This tea is another unique example of the special tea manufactures from the Jun Chiyabari Tea Garden, a small & exclusive tea estate located in the mid-eastern Himalaya hills of Nepal. Nepal Moon Drops Oolong is a very special tea and we are delighted to be able to offer it to you.
We work directly with Jun Chiyabari Tea Garden for the teas that we buy from them each year. Jun Chiyabari classifies this tea as an oolong, but they have used some new and innovative techniques in its manufacture. To be honest, this tea defies classification in a strict sense, but the result is absolutely delicious, and fans of the classical style of oolong manufacture will find the flavor to be at once familiar and similar, but also more flavorful and richer in the cup than expected.
Part of the explanation for this tea’s soft but concentrated flavor is due to the leaf’s time of harvest. Being a ‘later’ harvest (late June, as is the case generally in Taiwan) the tea bears remarkable resemblance to the oolongs of Taiwan that are harvested and manufactured at this similar time.

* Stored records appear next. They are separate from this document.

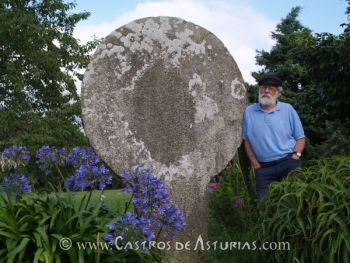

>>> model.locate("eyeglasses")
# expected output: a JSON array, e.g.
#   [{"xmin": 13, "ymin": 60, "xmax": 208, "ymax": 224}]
[{"xmin": 260, "ymin": 86, "xmax": 278, "ymax": 91}]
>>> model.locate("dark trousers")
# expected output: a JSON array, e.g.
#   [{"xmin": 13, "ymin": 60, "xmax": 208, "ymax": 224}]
[{"xmin": 255, "ymin": 154, "xmax": 301, "ymax": 201}]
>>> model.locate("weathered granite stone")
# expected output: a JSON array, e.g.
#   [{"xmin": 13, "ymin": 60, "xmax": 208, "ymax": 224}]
[{"xmin": 82, "ymin": 17, "xmax": 246, "ymax": 262}]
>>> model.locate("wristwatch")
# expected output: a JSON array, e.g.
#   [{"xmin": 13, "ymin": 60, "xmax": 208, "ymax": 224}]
[{"xmin": 293, "ymin": 152, "xmax": 301, "ymax": 158}]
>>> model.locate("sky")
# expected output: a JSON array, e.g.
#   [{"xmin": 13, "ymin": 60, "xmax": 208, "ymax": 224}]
[{"xmin": 74, "ymin": 0, "xmax": 347, "ymax": 83}]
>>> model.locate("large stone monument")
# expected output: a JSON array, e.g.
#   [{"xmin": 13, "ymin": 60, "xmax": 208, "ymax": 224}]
[{"xmin": 82, "ymin": 17, "xmax": 246, "ymax": 262}]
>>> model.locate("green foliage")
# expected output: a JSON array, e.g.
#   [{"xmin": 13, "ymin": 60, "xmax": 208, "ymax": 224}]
[
  {"xmin": 259, "ymin": 157, "xmax": 350, "ymax": 262},
  {"xmin": 252, "ymin": 5, "xmax": 350, "ymax": 159},
  {"xmin": 208, "ymin": 161, "xmax": 258, "ymax": 263},
  {"xmin": 0, "ymin": 192, "xmax": 160, "ymax": 262},
  {"xmin": 0, "ymin": 0, "xmax": 96, "ymax": 151},
  {"xmin": 0, "ymin": 193, "xmax": 106, "ymax": 262}
]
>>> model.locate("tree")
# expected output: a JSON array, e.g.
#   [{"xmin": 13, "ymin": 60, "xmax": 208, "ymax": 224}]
[
  {"xmin": 250, "ymin": 5, "xmax": 350, "ymax": 158},
  {"xmin": 0, "ymin": 0, "xmax": 96, "ymax": 151}
]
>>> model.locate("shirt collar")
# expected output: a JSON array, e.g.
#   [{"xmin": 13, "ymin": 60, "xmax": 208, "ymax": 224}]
[{"xmin": 255, "ymin": 101, "xmax": 281, "ymax": 113}]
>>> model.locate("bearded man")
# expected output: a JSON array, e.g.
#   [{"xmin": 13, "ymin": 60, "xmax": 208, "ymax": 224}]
[{"xmin": 243, "ymin": 75, "xmax": 305, "ymax": 201}]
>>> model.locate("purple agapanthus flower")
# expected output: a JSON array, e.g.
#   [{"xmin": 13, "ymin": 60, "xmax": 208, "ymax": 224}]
[
  {"xmin": 208, "ymin": 183, "xmax": 220, "ymax": 190},
  {"xmin": 121, "ymin": 166, "xmax": 185, "ymax": 239},
  {"xmin": 36, "ymin": 145, "xmax": 66, "ymax": 174},
  {"xmin": 2, "ymin": 173, "xmax": 32, "ymax": 196},
  {"xmin": 65, "ymin": 147, "xmax": 100, "ymax": 168},
  {"xmin": 1, "ymin": 145, "xmax": 30, "ymax": 163},
  {"xmin": 232, "ymin": 197, "xmax": 243, "ymax": 208},
  {"xmin": 66, "ymin": 164, "xmax": 112, "ymax": 191}
]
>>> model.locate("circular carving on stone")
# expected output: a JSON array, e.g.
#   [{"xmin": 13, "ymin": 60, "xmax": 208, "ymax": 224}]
[{"xmin": 82, "ymin": 17, "xmax": 246, "ymax": 192}]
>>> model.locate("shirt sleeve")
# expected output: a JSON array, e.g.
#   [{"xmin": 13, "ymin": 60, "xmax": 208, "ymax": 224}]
[
  {"xmin": 291, "ymin": 106, "xmax": 305, "ymax": 141},
  {"xmin": 242, "ymin": 110, "xmax": 248, "ymax": 141}
]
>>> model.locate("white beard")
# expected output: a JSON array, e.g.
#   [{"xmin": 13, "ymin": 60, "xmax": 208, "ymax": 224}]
[{"xmin": 259, "ymin": 92, "xmax": 277, "ymax": 106}]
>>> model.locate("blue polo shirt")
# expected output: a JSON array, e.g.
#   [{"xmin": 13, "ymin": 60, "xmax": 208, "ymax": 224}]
[{"xmin": 243, "ymin": 101, "xmax": 305, "ymax": 162}]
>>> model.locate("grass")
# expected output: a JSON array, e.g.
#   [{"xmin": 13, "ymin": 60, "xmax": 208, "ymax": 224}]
[{"xmin": 208, "ymin": 162, "xmax": 259, "ymax": 263}]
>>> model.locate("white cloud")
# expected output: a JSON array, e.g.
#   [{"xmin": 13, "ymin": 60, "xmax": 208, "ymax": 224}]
[{"xmin": 75, "ymin": 0, "xmax": 277, "ymax": 83}]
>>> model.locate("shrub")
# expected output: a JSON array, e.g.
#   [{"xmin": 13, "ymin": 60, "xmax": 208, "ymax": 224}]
[
  {"xmin": 259, "ymin": 157, "xmax": 350, "ymax": 262},
  {"xmin": 0, "ymin": 193, "xmax": 106, "ymax": 262}
]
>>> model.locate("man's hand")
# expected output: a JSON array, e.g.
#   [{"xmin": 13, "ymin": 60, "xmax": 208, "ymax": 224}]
[
  {"xmin": 244, "ymin": 140, "xmax": 261, "ymax": 170},
  {"xmin": 252, "ymin": 162, "xmax": 261, "ymax": 170},
  {"xmin": 292, "ymin": 153, "xmax": 300, "ymax": 160}
]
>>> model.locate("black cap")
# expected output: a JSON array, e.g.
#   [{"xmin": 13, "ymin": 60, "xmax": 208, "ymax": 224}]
[{"xmin": 258, "ymin": 75, "xmax": 282, "ymax": 87}]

The fresh leaf for this tea was not withered (oolong tea is traditionally given an indoor or outdoor withering) and it was fired in hot firing pans (like green tea) but then taken off the heat and ‘smothered’ ( a step particular to yellow tea manufacture in China). The color of the leaf is a tad yellow-ish and the flavor soft and refreshing, reminiscent of a Taiwanese Bai Hao oolong. Fans of Chinese leafy white teas (such as Bai Mudan or Yue Guang Bai) may find that the flavor of ‘Moon Drops‘ is reminiscent to those white teas’ fruiti-ness and clean, soft style.

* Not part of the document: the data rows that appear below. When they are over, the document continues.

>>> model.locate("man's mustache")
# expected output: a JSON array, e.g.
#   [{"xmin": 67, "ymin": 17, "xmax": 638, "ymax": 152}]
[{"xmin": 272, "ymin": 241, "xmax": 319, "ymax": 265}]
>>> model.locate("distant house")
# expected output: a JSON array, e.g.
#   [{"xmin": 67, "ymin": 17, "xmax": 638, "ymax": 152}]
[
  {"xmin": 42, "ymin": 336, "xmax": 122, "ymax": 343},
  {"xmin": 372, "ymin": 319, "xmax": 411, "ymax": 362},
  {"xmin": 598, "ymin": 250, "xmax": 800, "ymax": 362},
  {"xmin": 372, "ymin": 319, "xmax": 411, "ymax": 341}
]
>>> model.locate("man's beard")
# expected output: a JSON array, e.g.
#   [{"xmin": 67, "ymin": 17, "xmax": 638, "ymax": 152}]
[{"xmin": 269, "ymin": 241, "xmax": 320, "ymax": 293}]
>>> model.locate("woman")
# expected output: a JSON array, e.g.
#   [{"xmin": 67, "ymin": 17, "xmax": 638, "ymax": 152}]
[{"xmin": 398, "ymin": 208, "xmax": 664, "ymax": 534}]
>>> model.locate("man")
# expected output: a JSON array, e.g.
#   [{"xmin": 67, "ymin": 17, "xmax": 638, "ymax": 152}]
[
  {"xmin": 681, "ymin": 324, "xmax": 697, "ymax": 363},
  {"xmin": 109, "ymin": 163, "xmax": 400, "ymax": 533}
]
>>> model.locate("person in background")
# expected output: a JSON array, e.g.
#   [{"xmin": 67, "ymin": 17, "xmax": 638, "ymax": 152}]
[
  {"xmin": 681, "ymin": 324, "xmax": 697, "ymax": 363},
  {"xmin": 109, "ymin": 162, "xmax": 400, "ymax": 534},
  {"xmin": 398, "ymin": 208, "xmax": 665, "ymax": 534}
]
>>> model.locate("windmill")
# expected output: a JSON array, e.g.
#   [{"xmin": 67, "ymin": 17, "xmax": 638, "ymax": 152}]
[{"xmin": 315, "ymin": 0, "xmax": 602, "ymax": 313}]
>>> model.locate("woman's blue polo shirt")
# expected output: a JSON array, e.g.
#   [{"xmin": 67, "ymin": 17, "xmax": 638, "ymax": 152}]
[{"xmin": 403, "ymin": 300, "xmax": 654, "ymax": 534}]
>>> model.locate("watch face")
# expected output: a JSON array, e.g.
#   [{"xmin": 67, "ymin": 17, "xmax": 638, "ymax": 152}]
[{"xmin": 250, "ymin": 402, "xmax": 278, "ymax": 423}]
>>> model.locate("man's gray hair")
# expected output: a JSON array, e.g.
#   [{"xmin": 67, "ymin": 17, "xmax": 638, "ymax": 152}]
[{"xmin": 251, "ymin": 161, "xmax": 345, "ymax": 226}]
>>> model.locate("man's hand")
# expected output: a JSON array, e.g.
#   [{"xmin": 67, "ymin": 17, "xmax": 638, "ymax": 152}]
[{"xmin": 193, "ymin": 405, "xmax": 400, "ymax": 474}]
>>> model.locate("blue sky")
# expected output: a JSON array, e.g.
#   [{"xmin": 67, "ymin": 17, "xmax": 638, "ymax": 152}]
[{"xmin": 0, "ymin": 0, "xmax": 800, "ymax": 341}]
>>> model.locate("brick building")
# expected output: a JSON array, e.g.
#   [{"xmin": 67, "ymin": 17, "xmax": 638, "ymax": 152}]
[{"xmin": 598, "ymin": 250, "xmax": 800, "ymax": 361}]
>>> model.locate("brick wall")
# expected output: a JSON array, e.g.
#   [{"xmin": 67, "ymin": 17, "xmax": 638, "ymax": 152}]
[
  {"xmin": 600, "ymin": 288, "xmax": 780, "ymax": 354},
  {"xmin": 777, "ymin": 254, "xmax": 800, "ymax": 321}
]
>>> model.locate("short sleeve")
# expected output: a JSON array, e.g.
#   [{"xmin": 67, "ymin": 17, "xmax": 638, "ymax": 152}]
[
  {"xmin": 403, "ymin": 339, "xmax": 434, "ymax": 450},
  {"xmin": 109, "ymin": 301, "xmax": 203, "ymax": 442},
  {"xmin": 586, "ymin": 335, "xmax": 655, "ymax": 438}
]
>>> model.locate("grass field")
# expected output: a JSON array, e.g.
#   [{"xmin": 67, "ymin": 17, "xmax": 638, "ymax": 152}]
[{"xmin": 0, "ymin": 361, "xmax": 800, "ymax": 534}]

However, the most helpful comparison for this tea is that it is really a Nepalese version of Taiwan’s Bai Hao, and you probably know how delicious that tea is! So this tea is a truly unique manufacture that is an absolute treat to have. The only bad news is that there is very little of it this year (the good news is that Tea Trekker purchased all of it!). Nepal Moon Drops Oolong is expensive, in the range with Taiwan Bai Hao oolong. Is it worth it? YES, especially given that this type of oolong is re-steeped numerous times, so that on a per-cup basis, the cost is similar to (or less than) a cup of ‘ordinary’ tea.
Tea Trekker customers may have picked up on the fact that we do not tend to be fans of teas that are made in a different country (or smaller growing region) from that of a tea’s historic place of origin. We are pretty traditional in our selections and shy away from much of the ‘innovative’ tea that is being made in different parts of the tea world today.
However, we trust the work ethic and traditions that are in place at Jun Chiyabari and this tea is really a delicious new-style, ‘interpretative’ tea borrowing from several processing styles.
We decided to agree with the tea makers at the garden and call this tea an oolong, because to us that seems to be the closest choice in order to describe it within the standard possibilities. This tea is soft in style and has large leaves that unfurl graciously in the teapot. The cool, clean air of this tea’s origin tea garden and pristine macro environment shows in its crisp and bright flavor in the cup.
The gardens at Jun Chiyabari that produce leaf for this oolong tea are located at 6,000 feet in the ‘hills’ around Hile, a typical Himalaya hill-town, about 15 km west of Ilam (the major tea-producing region of eastern Nepal) not far from Sikkim and Darjeeling to the east, and Sagarmatha (Mt Everest) to the north. We think that the character of this high elevation tea flavor epitomizes the terroir of eastern ‘Nepal’ – which is exactly the effect that Jun Chiyabari is looking for.